In her USA Today piece, Schmit, in a very helpful article for all real estate investors, detailed the impact that higher mortgage rates will have on the housing market.  Some see the higher costs of borrowing as dragging down the prices of real estate.  Michelle Meyer, a housing economist with the Bank of America, cautioned in the article that this could, “weigh on home price appreciation.”

 For the serious real estate investor, and that is the only way one should be with any investing, higher mortgage should rates should not be a cause for concern or hesitation.

That is due to passive investing for the long term being the best way to profit from buying real estate, or any asset for that matter.  The constant buying and selling of any asset is doomed for a variety of factors.  A major one is that it is impossible to time the market.  No one knows when will be the peak or the valley for an asset class.  As just one example, it was reported in a recent article in The Wall Street Journal that not a single analyst who followed the Japanese Yen expected it to reach 100 to the US Dollar.  All very well educated, experienced, highly compensated, and experts in the field; and all 15 were wrong!

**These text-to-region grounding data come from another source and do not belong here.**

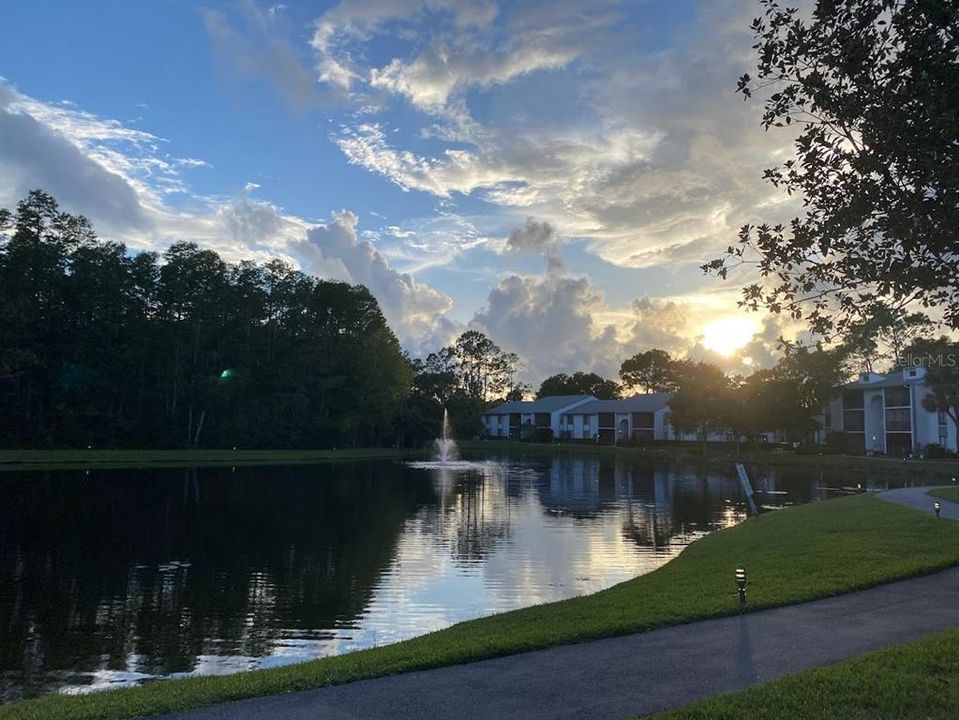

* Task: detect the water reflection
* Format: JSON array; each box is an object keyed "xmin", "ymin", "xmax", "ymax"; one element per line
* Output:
[{"xmin": 0, "ymin": 455, "xmax": 908, "ymax": 701}]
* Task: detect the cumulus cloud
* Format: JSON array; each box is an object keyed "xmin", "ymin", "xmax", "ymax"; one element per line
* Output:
[
  {"xmin": 505, "ymin": 217, "xmax": 565, "ymax": 274},
  {"xmin": 297, "ymin": 210, "xmax": 455, "ymax": 347},
  {"xmin": 624, "ymin": 297, "xmax": 691, "ymax": 356},
  {"xmin": 471, "ymin": 273, "xmax": 622, "ymax": 382}
]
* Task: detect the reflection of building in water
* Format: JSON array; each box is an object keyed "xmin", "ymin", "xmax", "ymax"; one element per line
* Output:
[
  {"xmin": 537, "ymin": 457, "xmax": 749, "ymax": 549},
  {"xmin": 423, "ymin": 464, "xmax": 517, "ymax": 564}
]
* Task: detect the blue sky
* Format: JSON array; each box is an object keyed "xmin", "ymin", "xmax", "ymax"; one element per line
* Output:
[{"xmin": 0, "ymin": 0, "xmax": 799, "ymax": 383}]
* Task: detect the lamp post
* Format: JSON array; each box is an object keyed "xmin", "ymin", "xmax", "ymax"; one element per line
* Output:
[
  {"xmin": 934, "ymin": 501, "xmax": 941, "ymax": 518},
  {"xmin": 735, "ymin": 566, "xmax": 747, "ymax": 605}
]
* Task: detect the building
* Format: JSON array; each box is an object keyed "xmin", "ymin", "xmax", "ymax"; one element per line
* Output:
[
  {"xmin": 826, "ymin": 366, "xmax": 958, "ymax": 455},
  {"xmin": 559, "ymin": 394, "xmax": 670, "ymax": 443},
  {"xmin": 484, "ymin": 392, "xmax": 736, "ymax": 445},
  {"xmin": 481, "ymin": 395, "xmax": 595, "ymax": 440}
]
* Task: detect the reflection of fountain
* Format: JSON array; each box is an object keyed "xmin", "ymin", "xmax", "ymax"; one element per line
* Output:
[{"xmin": 435, "ymin": 408, "xmax": 458, "ymax": 463}]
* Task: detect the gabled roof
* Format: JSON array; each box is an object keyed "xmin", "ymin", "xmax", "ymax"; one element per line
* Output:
[
  {"xmin": 844, "ymin": 370, "xmax": 920, "ymax": 390},
  {"xmin": 482, "ymin": 395, "xmax": 595, "ymax": 415},
  {"xmin": 566, "ymin": 393, "xmax": 670, "ymax": 414}
]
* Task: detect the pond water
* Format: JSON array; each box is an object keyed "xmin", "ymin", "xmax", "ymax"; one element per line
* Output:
[{"xmin": 0, "ymin": 452, "xmax": 911, "ymax": 701}]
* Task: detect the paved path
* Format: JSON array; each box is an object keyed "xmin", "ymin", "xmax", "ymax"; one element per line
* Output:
[
  {"xmin": 880, "ymin": 484, "xmax": 959, "ymax": 520},
  {"xmin": 151, "ymin": 487, "xmax": 959, "ymax": 720}
]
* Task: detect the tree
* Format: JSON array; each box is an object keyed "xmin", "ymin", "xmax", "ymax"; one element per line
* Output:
[
  {"xmin": 706, "ymin": 0, "xmax": 959, "ymax": 337},
  {"xmin": 667, "ymin": 362, "xmax": 731, "ymax": 451},
  {"xmin": 537, "ymin": 371, "xmax": 620, "ymax": 399},
  {"xmin": 907, "ymin": 337, "xmax": 959, "ymax": 444},
  {"xmin": 0, "ymin": 189, "xmax": 414, "ymax": 449},
  {"xmin": 619, "ymin": 349, "xmax": 678, "ymax": 393},
  {"xmin": 454, "ymin": 330, "xmax": 520, "ymax": 401},
  {"xmin": 841, "ymin": 305, "xmax": 935, "ymax": 374}
]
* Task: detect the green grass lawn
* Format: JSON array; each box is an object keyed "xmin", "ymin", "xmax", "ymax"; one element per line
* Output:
[
  {"xmin": 648, "ymin": 628, "xmax": 959, "ymax": 720},
  {"xmin": 463, "ymin": 439, "xmax": 959, "ymax": 479},
  {"xmin": 0, "ymin": 447, "xmax": 410, "ymax": 472},
  {"xmin": 928, "ymin": 486, "xmax": 959, "ymax": 504},
  {"xmin": 4, "ymin": 494, "xmax": 959, "ymax": 720}
]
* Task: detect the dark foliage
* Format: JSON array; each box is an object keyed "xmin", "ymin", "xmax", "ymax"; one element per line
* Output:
[
  {"xmin": 536, "ymin": 371, "xmax": 620, "ymax": 399},
  {"xmin": 706, "ymin": 0, "xmax": 959, "ymax": 336},
  {"xmin": 0, "ymin": 190, "xmax": 412, "ymax": 448}
]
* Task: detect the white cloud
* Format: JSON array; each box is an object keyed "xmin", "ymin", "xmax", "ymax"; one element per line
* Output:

Another significant factor is that transactional costs can turn selling an asset at a price than was paid for it into a loss.  That is particularly true for real estate sales.  The transfer taxes, real estate commissions, and capital gains taxes can be well over 30%, if not higher for a transaction.  Losing money after selling for more than a 25% gain should convince all that passive investing for the long term is the most desireable strategy in real estate. 

This was perhaps summed up best by Warren Buffett, considered by many to be the greatest investor of all time, when he stated that in not being a passive owner with a long term horizon for holding the asset, money will be lost from excessive transactions as, "For investors as a whole, returns decrease as motions increase."

Therefore, a rise in interest rates should not deter anyone from real estate investing.

There should always a margin of safety for any transaction.  That is particularly true for investing in real estate when a mortgage can be 30 years long.  That time period obviously allows an investor plenty of opportunities to raise the rent.  As rent historically increases about 5% a year, that means over the length of a 30-year mortgage the rent will double twice.  

So a housing renting for $1000 a month for year 1, will be renting for more than $2000 a month at year 15, with the 5% annual increase.  At year 30, the monthly rent will be over $4000.  But if the 30-year mortgage is at a fixed rate, which is always prudent, it will still be the same as it was for the first month.  At the end of the thirty-year mortgage, the house will be owned free and clear with rental income coming in at $4000 a month clip and increasing 5% yearly (the yearly increase at this stage will be almost equal to the $1000 beginning rent).

That basic scenario demonstrates clearly why passive investing with a long approach should not be bothered by mortgage interest rates rising and is obviously the best way to go in real estate.